My suspicion in Germany is that Die Linke is going to get sane-washed before AfD does; if it really is replaced by a wholly new Wagenknecht-led party which the SPD and Greens are broadly willing to form a coalition with, then an actually left-wing coalition becomes an option again, and the "negative majority" scenario of AfD and Linke is placed much further away.
I agree that there's obviously room for a party between where the current CDU is and where the current AfD is (and the polls showing the CSU going national would do well demonstrate this), but I don't think such a party is all that close to actually forming while the CDU is polling so well for the next election, and I think when it does form it would be likelier to do well if it were a further-right breakoff from the CDU/CSU rather than if it were the AfD splitting in half. It's kind of forgotten now outside the Netherlands, but PVV was originally a split-off from the VVD (and it also benefited from the general legacy of Pim Fortuyn making the cordon sanitaire against the far-right much less of a thing than it was in most places), and I think this made them more credible to certain voters.
Isnt the Wagenknecht party viewed as more out of the mainstream than Die Linke?

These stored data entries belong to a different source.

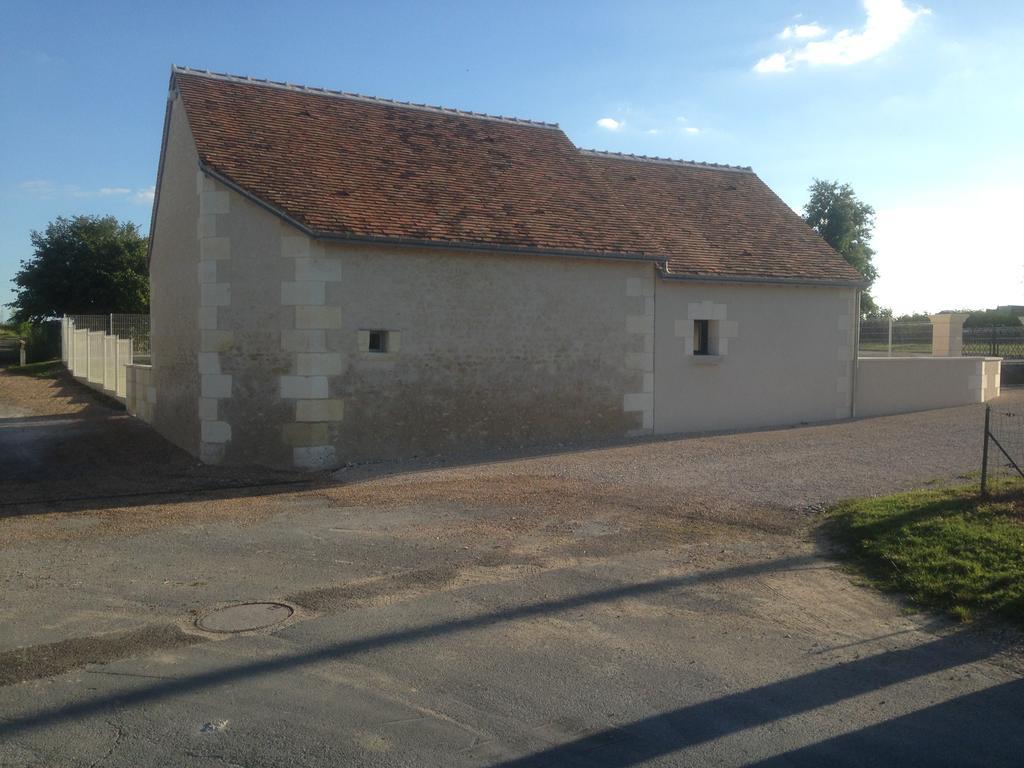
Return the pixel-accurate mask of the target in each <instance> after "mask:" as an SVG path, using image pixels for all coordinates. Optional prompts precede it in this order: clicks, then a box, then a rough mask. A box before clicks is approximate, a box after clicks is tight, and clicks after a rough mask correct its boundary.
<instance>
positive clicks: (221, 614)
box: [196, 603, 294, 632]
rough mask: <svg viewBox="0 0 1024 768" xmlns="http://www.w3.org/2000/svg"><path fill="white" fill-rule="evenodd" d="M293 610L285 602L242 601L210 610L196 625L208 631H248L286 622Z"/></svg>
mask: <svg viewBox="0 0 1024 768" xmlns="http://www.w3.org/2000/svg"><path fill="white" fill-rule="evenodd" d="M293 612H294V611H293V610H292V609H291V608H290V607H289V606H287V605H285V604H284V603H242V604H241V605H229V606H227V607H226V608H218V609H217V610H213V611H210V612H209V613H207V614H206V615H205V616H203V617H202V618H200V620H199V621H198V622H197V623H196V625H197V626H198V627H199V628H200V629H201V630H206V631H207V632H248V631H249V630H261V629H263V628H264V627H269V626H270V625H272V624H278V623H279V622H284V621H285V620H286V618H288V617H289V616H290V615H292V613H293Z"/></svg>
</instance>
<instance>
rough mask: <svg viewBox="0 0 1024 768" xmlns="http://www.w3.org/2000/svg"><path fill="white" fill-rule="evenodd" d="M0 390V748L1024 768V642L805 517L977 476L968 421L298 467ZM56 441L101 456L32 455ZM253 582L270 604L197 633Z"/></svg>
mask: <svg viewBox="0 0 1024 768" xmlns="http://www.w3.org/2000/svg"><path fill="white" fill-rule="evenodd" d="M12 378H13V377H10V376H7V375H4V374H0V402H3V403H4V404H3V406H0V408H6V409H7V411H5V412H0V462H2V463H0V466H3V467H5V468H12V469H11V471H10V472H7V473H5V476H4V477H3V478H0V495H2V496H0V502H2V501H3V500H4V499H6V501H7V503H6V504H5V505H4V506H3V507H0V547H2V552H3V558H2V559H0V594H2V595H3V598H2V603H0V605H2V610H3V617H4V621H3V622H2V623H0V765H2V766H8V765H9V766H35V765H39V766H51V765H70V766H165V765H189V766H191V765H196V766H207V765H209V766H232V765H233V766H279V765H296V766H307V765H308V766H338V765H368V766H431V765H438V766H464V765H465V766H527V765H528V766H540V765H550V766H573V765H580V766H584V765H586V766H633V765H706V764H715V765H807V766H820V765H851V766H860V765H863V766H880V765H899V766H901V768H906V767H907V766H916V765H921V766H926V765H927V766H932V765H979V766H980V765H985V766H1001V765H1007V766H1010V765H1020V764H1021V758H1020V756H1021V755H1022V754H1024V706H1022V703H1024V677H1022V670H1024V667H1022V665H1021V662H1020V657H1019V654H1018V649H1019V647H1020V646H1019V641H1018V638H1017V636H1016V635H1015V634H1014V633H1011V632H1009V631H999V630H998V629H993V628H987V629H984V630H981V629H977V628H973V629H972V628H962V627H956V626H952V625H950V624H949V623H947V622H945V621H944V620H941V618H938V617H934V616H928V615H923V614H919V613H913V612H908V610H907V609H906V608H905V607H904V606H902V605H900V604H899V603H897V602H896V601H894V600H891V599H889V598H886V597H883V596H881V595H878V594H876V593H874V592H872V591H870V590H868V589H864V588H862V587H859V586H857V585H855V584H853V583H852V582H851V580H850V578H849V577H848V575H846V574H845V573H844V572H842V571H841V570H840V569H839V568H837V566H836V565H835V564H834V563H833V562H830V561H829V560H828V559H827V558H826V557H824V556H823V555H824V553H823V552H822V550H821V545H820V544H819V543H818V542H817V540H816V536H815V532H814V521H815V519H816V509H818V508H819V506H820V505H822V504H826V503H828V502H830V501H835V500H836V499H839V498H843V497H847V496H852V495H860V494H871V493H883V492H888V490H892V489H896V488H900V487H909V486H913V485H916V484H921V483H924V482H929V481H937V480H939V481H941V480H944V479H949V478H954V477H955V476H956V475H958V474H961V473H963V472H966V471H970V470H972V469H974V468H975V467H976V465H977V454H978V451H979V447H980V429H978V425H979V416H980V409H978V408H973V407H972V408H965V409H953V410H947V411H941V412H931V413H927V414H915V415H908V416H903V417H893V418H888V419H874V420H865V421H861V422H856V423H852V424H838V425H827V426H819V427H805V428H799V429H791V430H778V431H767V432H759V433H751V434H734V435H721V436H709V437H699V438H689V439H677V440H660V441H651V442H644V443H633V444H624V445H613V446H589V447H583V446H572V447H571V449H569V447H565V449H563V450H560V451H555V452H550V453H542V454H538V455H536V456H531V457H473V458H465V459H463V460H460V461H458V462H454V463H450V464H444V465H440V464H430V463H424V464H421V465H412V464H404V465H393V466H377V467H370V468H355V469H350V470H345V471H342V472H339V473H336V474H335V475H334V476H330V477H319V478H315V481H314V482H313V483H312V484H310V483H309V482H308V478H297V477H291V476H285V475H282V474H280V473H263V472H261V471H260V470H255V469H250V470H210V469H208V468H201V467H196V466H195V463H194V462H191V461H190V460H188V458H187V457H185V456H184V455H182V454H180V452H177V451H176V450H174V449H173V447H171V446H169V445H167V444H166V443H164V442H163V441H162V440H160V439H159V438H157V437H156V436H154V435H153V434H152V433H151V432H148V430H145V429H143V428H140V427H139V425H138V424H137V423H135V422H133V421H132V420H130V419H127V418H126V417H124V416H123V415H122V414H119V413H118V412H117V411H114V410H112V409H110V408H109V407H108V406H105V404H103V403H102V402H99V401H95V400H93V399H91V398H90V397H89V396H88V395H82V394H81V393H80V392H78V391H77V390H76V389H75V386H74V384H72V383H70V382H67V381H59V380H57V381H52V380H39V381H34V380H29V381H26V380H18V381H16V382H12V381H11V379H12ZM1015 396H1016V395H1013V394H1011V395H1010V397H1011V398H1013V397H1015ZM5 414H7V415H6V416H5ZM58 421H59V422H69V421H70V422H72V424H70V425H69V426H68V427H67V429H66V427H65V426H57V424H56V422H58ZM86 422H87V423H86ZM40 424H41V425H43V427H42V428H41V431H39V432H38V433H36V434H33V435H32V436H31V437H30V436H28V435H27V434H26V431H30V430H33V429H40V427H39V426H37V425H40ZM62 434H63V435H74V438H73V439H70V440H67V441H66V442H68V443H69V444H74V445H75V446H76V454H77V453H78V452H81V451H83V450H87V449H88V450H91V451H93V452H94V453H95V454H96V456H93V457H92V458H91V459H89V460H88V461H85V460H79V461H78V462H77V463H76V461H75V460H74V455H72V457H71V459H69V461H68V466H67V467H65V469H63V470H62V471H61V470H60V469H59V468H56V469H55V468H53V467H52V466H51V463H50V462H49V461H41V460H40V457H43V456H52V455H55V454H58V453H59V452H60V451H66V450H67V446H66V447H65V449H61V447H60V445H59V444H57V441H59V440H60V439H61V435H62ZM102 445H117V446H120V447H119V449H118V451H113V452H110V455H108V454H106V453H104V452H102V451H97V449H99V447H100V446H102ZM97 456H98V458H97ZM127 456H136V457H138V459H139V462H138V466H133V465H132V462H131V461H129V460H128V459H126V457H127ZM33 461H35V469H31V468H30V464H31V463H32V462H33ZM14 465H16V466H14ZM161 468H163V469H161ZM168 468H171V469H168ZM125 473H130V474H132V475H133V477H134V476H135V475H138V476H139V477H140V479H139V478H135V479H132V480H131V481H130V482H128V486H127V490H126V489H125V487H124V485H123V484H121V483H119V478H122V476H123V475H124V474H125ZM14 476H16V477H18V478H19V479H18V480H17V481H16V482H13V481H10V480H9V478H10V477H14ZM136 480H137V481H136ZM292 480H301V481H302V484H299V485H289V484H286V483H287V482H290V481H292ZM83 482H85V483H86V485H85V489H86V492H87V493H81V492H80V490H77V489H79V488H81V487H83V485H82V483H83ZM115 492H118V493H129V494H130V493H137V494H140V495H139V496H117V497H116V498H110V497H103V494H104V493H108V494H112V493H115ZM251 600H275V601H281V602H283V603H285V604H288V605H291V606H292V607H293V608H294V609H295V614H294V615H293V617H292V618H291V620H289V621H287V622H285V623H284V624H282V625H278V626H275V627H272V628H270V629H268V630H263V631H259V632H254V633H243V634H237V635H224V634H211V633H204V632H202V631H201V630H199V629H198V628H197V627H196V624H195V623H196V620H197V618H200V617H201V616H203V615H205V614H207V613H208V612H209V611H211V610H213V609H216V608H217V607H220V606H224V605H229V604H233V603H237V602H244V601H251Z"/></svg>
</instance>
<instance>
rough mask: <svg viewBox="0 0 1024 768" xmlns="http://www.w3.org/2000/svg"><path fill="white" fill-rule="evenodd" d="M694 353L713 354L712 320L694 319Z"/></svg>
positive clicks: (693, 342) (693, 327) (693, 323)
mask: <svg viewBox="0 0 1024 768" xmlns="http://www.w3.org/2000/svg"><path fill="white" fill-rule="evenodd" d="M693 354H711V321H693Z"/></svg>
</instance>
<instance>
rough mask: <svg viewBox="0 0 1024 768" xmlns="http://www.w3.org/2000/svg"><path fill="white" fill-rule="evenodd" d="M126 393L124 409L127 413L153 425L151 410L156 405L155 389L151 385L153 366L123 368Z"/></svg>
mask: <svg viewBox="0 0 1024 768" xmlns="http://www.w3.org/2000/svg"><path fill="white" fill-rule="evenodd" d="M125 378H126V381H127V391H126V395H125V407H126V408H127V409H128V413H129V414H131V415H132V416H134V417H135V418H137V419H141V420H142V421H144V422H145V423H146V424H152V423H153V408H154V406H156V404H157V388H156V387H155V386H154V385H153V366H140V365H131V366H126V367H125Z"/></svg>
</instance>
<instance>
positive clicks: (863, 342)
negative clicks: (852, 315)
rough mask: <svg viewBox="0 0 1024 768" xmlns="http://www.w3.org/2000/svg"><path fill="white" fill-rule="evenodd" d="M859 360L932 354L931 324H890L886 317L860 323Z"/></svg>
mask: <svg viewBox="0 0 1024 768" xmlns="http://www.w3.org/2000/svg"><path fill="white" fill-rule="evenodd" d="M859 353H860V356H861V357H886V356H889V357H906V356H910V355H927V354H931V353H932V324H931V323H930V322H928V321H924V322H921V321H892V319H889V318H887V317H880V318H873V317H872V318H866V319H862V321H861V322H860V349H859Z"/></svg>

Depends on what you see as mainstream and what the party will actually look like. (It has not been founded yet.) But in general, the main problem with the LINKE is its SED legacy, its “woke” tendencies, and its open door immigration policy, which is clearly not in line with German public opinion in 2023. Just look at who they have nominated for the upcoming European elections. The main problem with Wagenknecht’s party will most likely be its foreign policy positions, its lack of support for European integration, and… well, the fact that it will be Wagenknecht’s party and there is a deep political distrust of this kind of hyper-personalistic politics.